GLOBE for DrivAerML (3D Car Aerodynamics)#

This example trains a GLOBE model to predict surface pressure coefficient (C_p) and skin friction coefficient (C_f) on parametrically-varied 3D car body geometries from the DrivAerML dataset.

Problem Description#

The DrivAerML dataset contains 500 CFD simulations of a parametric DrivAer car in a wind tunnel. Each sample varies the car body geometry (length, frontal area, shape details) while keeping freestream conditions constant.

Of the 500 simulations, this example uses 484 (436 train + 48 validation), inherited verbatim from the upstream DoMINO DrivAerML splits so cross-applicability between recipes is preserved. The 16 missing run IDs are: 167, 211, 218, 221, 248, 282, 291, 295, 316, 325, 329, 364, 370, 376, 403, 473.

GLOBE learns to map from car body geometry (represented as a triangulated surface mesh) to nondimensional surface fields:

  • C_p - Pressure coefficient (scalar)

  • C_f - Skin friction coefficient (3D vector)

These can be integrated over the car body surface to obtain aerodynamic force coefficients (Cd, Cl, Cs) for engineering evaluation.

Dataset#

The DrivAerML dataset is available from HuggingFace. Once downloaded, it should be available at a path like:

drivaer_data_full/
  run_1/
    boundary_1.vtp       # Boundary surface mesh (~600 MB)
    volume_1.vtu         # Volume mesh (~45 GB, not used by this example)
    geo_ref_1.csv        # Geometry reference lengths and areas
    force_mom_1.csv      # Ground-truth force/moment coefficients
    drivaer_1.stl        # CAD geometry
    ...
  run_2/
    ...

This example uses only the VTP boundary files, geometry CSVs, and force coefficient CSVs. Volume VTU files are not loaded.
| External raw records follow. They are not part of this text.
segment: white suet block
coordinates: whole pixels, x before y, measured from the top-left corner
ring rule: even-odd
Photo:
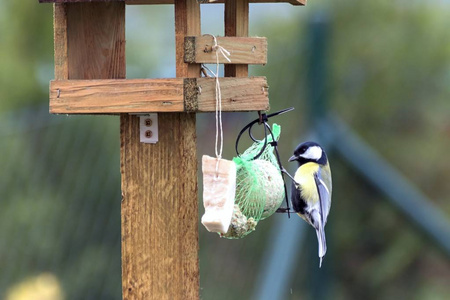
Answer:
[[[226,233],[233,216],[236,165],[233,161],[203,155],[202,224],[208,231]]]

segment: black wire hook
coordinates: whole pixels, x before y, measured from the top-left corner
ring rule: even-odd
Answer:
[[[273,147],[273,149],[275,150],[275,154],[276,154],[276,159],[277,159],[277,163],[278,163],[278,167],[280,168],[280,172],[281,172],[281,178],[283,179],[283,185],[284,185],[284,197],[286,199],[286,208],[279,208],[276,212],[281,212],[281,213],[286,213],[288,214],[288,218],[291,217],[291,209],[289,207],[289,199],[287,196],[287,187],[286,187],[286,181],[284,180],[284,172],[285,169],[283,167],[283,165],[281,164],[281,159],[280,159],[280,154],[278,153],[278,142],[275,140],[275,137],[273,135],[272,129],[270,128],[269,124],[267,124],[267,122],[269,121],[269,118],[271,117],[275,117],[287,112],[290,112],[294,110],[293,107],[290,108],[286,108],[277,112],[274,112],[270,115],[266,115],[265,113],[261,113],[261,111],[258,111],[258,119],[253,120],[252,122],[248,123],[244,128],[242,128],[242,130],[239,132],[237,138],[236,138],[236,145],[235,145],[235,149],[236,149],[236,154],[237,156],[241,156],[241,154],[239,153],[239,141],[241,139],[242,134],[248,130],[248,134],[250,136],[250,139],[252,139],[253,142],[262,142],[261,140],[256,139],[253,135],[252,135],[252,127],[253,125],[255,125],[256,123],[258,123],[258,125],[263,125],[264,124],[264,145],[261,149],[261,151],[255,155],[255,157],[252,158],[252,160],[258,159],[264,152],[264,150],[267,147],[267,130],[269,130],[269,134],[272,137],[272,142],[270,142],[269,144]]]

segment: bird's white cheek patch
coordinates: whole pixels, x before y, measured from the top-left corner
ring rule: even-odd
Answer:
[[[322,157],[322,149],[318,146],[310,147],[305,153],[300,155],[306,159],[319,160]]]

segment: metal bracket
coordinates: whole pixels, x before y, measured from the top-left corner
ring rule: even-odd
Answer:
[[[139,115],[139,136],[141,143],[158,142],[158,114]]]

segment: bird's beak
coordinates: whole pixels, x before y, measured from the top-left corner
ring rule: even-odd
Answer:
[[[294,161],[294,160],[297,160],[297,159],[298,159],[297,156],[292,155],[291,158],[289,158],[288,162],[291,162],[291,161]]]

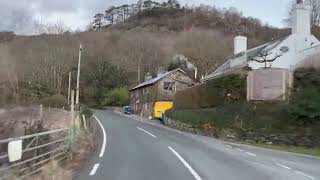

Set the dataset location via one of:

  • The --data-dir CLI argument

  • The DRIVAER_DATA_DIR environment variable (set automatically by run.sh)

Usage#

Training#

Multi-node via SLURM (edit DRIVAER_DATA_DIR in run.sh to point to your dataset root, then):

sbatch run.sh

Or run locally on a single GPU:

export DRIVAER_DATA_DIR=/path/to/drivaer_data_full
uv run torchrun --nproc-per-node 1 train.py

Inference#

export DRIVAER_DATA_DIR=/path/to/drivaer_data_full
uv run python inference.py

Optionally set GLOBE_OUTPUT_DIR to point to a specific training output directory. Otherwise, the most recent output is used.

MLflow Tracking#

export MLFLOW_TRACKING_URI="sqlite:///output/mlflow.db"
uv run mlflow ui --backend-store-uri "$MLFLOW_TRACKING_URI"

Architecture#

GLOBE represents the PDE solution as a boundary integral with learnable Green’s function-like kernels. Key architectural properties:

  • Discretization-invariant: The boundary mesh can be decimated without changing predictions in the fine-mesh limit.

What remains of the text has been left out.